Hanging baskets can quickly add color and life to porches, patios, and fences. Whether they're hung from a shepherd's hook, the side of a fence, or secured to a ceiling or overhang, they're an easy way to add flowers to areas that might otherwise look drab or sterile. While premade hanging baskets can easily be purchased from garden centers, it's fun and easy to make your own as you can choose your favorite flowers and ensure they complement your landscape and décor. As long as you pick an appropriate basket and liner, make sure to use plants that have similar growing needs, and remember that plants in containers often need some extra attention, your DIY hanging basket should thrive all season long.

There are a wide variety of options for hanging basket containers. They range from simple plastic pots to elaborate wrought iron baskets. If you opt for a plastic container, check that it has drainage holes in the bottom or add your own if necessary. Most metal hanging baskets require a liner to ensure your plants and soil don't fall through. Coconut fiber and moss are both popular biodegradable liner options that keep your plants secure while allowing for plenty of drainage.

Choosing plants for your hanging basket

While it is fun to consider the aesthetics of your hanging basket and create beautiful color combinations, it's even more essential that the plants you put together have similar water and light requirements. You should also take into account how much sunlight your hanging basket will get once it is installed. Pairing succulents, which can easily develop yellow leaves and even rot due to overwatering, with moist-soil-loving begonias is a recipe for disaster. Not only do they not have similar watering needs, but most succulents require full sun, while begonias usually grow best in part shade. Instead of setting your plants up for failure, pair together plants like petunias and string of pearls, which are both drought-resistant flowers perfect for hanging baskets located in full sun. You can also opt to use just one type of plant. This is not only easier but can also be beautiful, especially if you use trailing flowers, which are perfect for hanging baskets.
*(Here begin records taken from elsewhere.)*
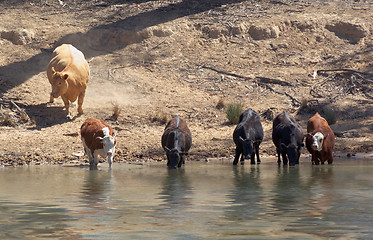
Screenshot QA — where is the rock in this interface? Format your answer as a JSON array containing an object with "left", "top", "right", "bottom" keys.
[
  {"left": 208, "top": 27, "right": 221, "bottom": 39},
  {"left": 152, "top": 27, "right": 173, "bottom": 37},
  {"left": 325, "top": 21, "right": 367, "bottom": 44},
  {"left": 248, "top": 25, "right": 280, "bottom": 40},
  {"left": 335, "top": 130, "right": 361, "bottom": 138},
  {"left": 292, "top": 20, "right": 315, "bottom": 32},
  {"left": 0, "top": 29, "right": 35, "bottom": 45}
]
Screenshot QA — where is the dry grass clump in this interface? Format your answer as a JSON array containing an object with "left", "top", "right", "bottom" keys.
[
  {"left": 111, "top": 102, "right": 122, "bottom": 121},
  {"left": 151, "top": 112, "right": 168, "bottom": 125},
  {"left": 225, "top": 102, "right": 243, "bottom": 124},
  {"left": 322, "top": 107, "right": 337, "bottom": 125},
  {"left": 0, "top": 112, "right": 16, "bottom": 127},
  {"left": 300, "top": 98, "right": 308, "bottom": 110},
  {"left": 216, "top": 98, "right": 225, "bottom": 109}
]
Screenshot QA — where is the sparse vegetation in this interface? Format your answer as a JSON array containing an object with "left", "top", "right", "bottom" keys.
[
  {"left": 0, "top": 112, "right": 16, "bottom": 127},
  {"left": 225, "top": 102, "right": 243, "bottom": 124},
  {"left": 111, "top": 102, "right": 121, "bottom": 121},
  {"left": 216, "top": 98, "right": 225, "bottom": 109},
  {"left": 300, "top": 98, "right": 308, "bottom": 109},
  {"left": 323, "top": 107, "right": 337, "bottom": 125},
  {"left": 151, "top": 112, "right": 168, "bottom": 125}
]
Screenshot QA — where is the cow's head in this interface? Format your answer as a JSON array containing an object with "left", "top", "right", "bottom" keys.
[
  {"left": 164, "top": 147, "right": 188, "bottom": 169},
  {"left": 97, "top": 127, "right": 116, "bottom": 167},
  {"left": 239, "top": 136, "right": 254, "bottom": 159},
  {"left": 281, "top": 143, "right": 301, "bottom": 166},
  {"left": 50, "top": 67, "right": 69, "bottom": 98},
  {"left": 310, "top": 132, "right": 325, "bottom": 151}
]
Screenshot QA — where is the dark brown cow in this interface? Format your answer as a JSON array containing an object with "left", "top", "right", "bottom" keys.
[
  {"left": 272, "top": 112, "right": 304, "bottom": 166},
  {"left": 81, "top": 118, "right": 116, "bottom": 169},
  {"left": 161, "top": 115, "right": 192, "bottom": 169},
  {"left": 306, "top": 113, "right": 335, "bottom": 165},
  {"left": 233, "top": 108, "right": 264, "bottom": 165}
]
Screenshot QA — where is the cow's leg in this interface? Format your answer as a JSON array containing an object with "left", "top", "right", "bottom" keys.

It is also important to take into account how quickly the plants grow. Slow-growing plants can quickly be overrun by fast-growing companions, causing them to disappear completely. While it's tempting to overstuff baskets with plants so they look full immediately, this can backfire as the season goes on and the plants outgrow their container. Aim to use only 3 to 5 plants in a basket with a 12 inch diameter to prevent overcrowding.  

Caring for your hanging basket

Once you have planted your hanging baskets and hung them up, they should provide you with a full season of color as long as you take good care of them. Remember that plants grown in hanging baskets, like those grown in other types of containers, generally require more water and fertilizer than they would if they were planted in the ground. Not only are water and fertilizer lost due to drainage from the bottom of the basket, but flowers in hanging baskets are usually planted much closer together than they would be otherwise.

Many annual flowers require regular deadheading to keep them blooming well, so stay on top of maintaining the plants in your basket. You may also need to prune and shape the plants to create the look you want and to encourage trailing plants to grow over the sides of the basket. Of course, this will depend on the plants you select for your hanging basket, so always do your research. Finally, don't be afraid to let your hanging baskets evolve as the season goes on; if some plants are struggling, it's okay to remove them and swap them out for other flowers that may perform better.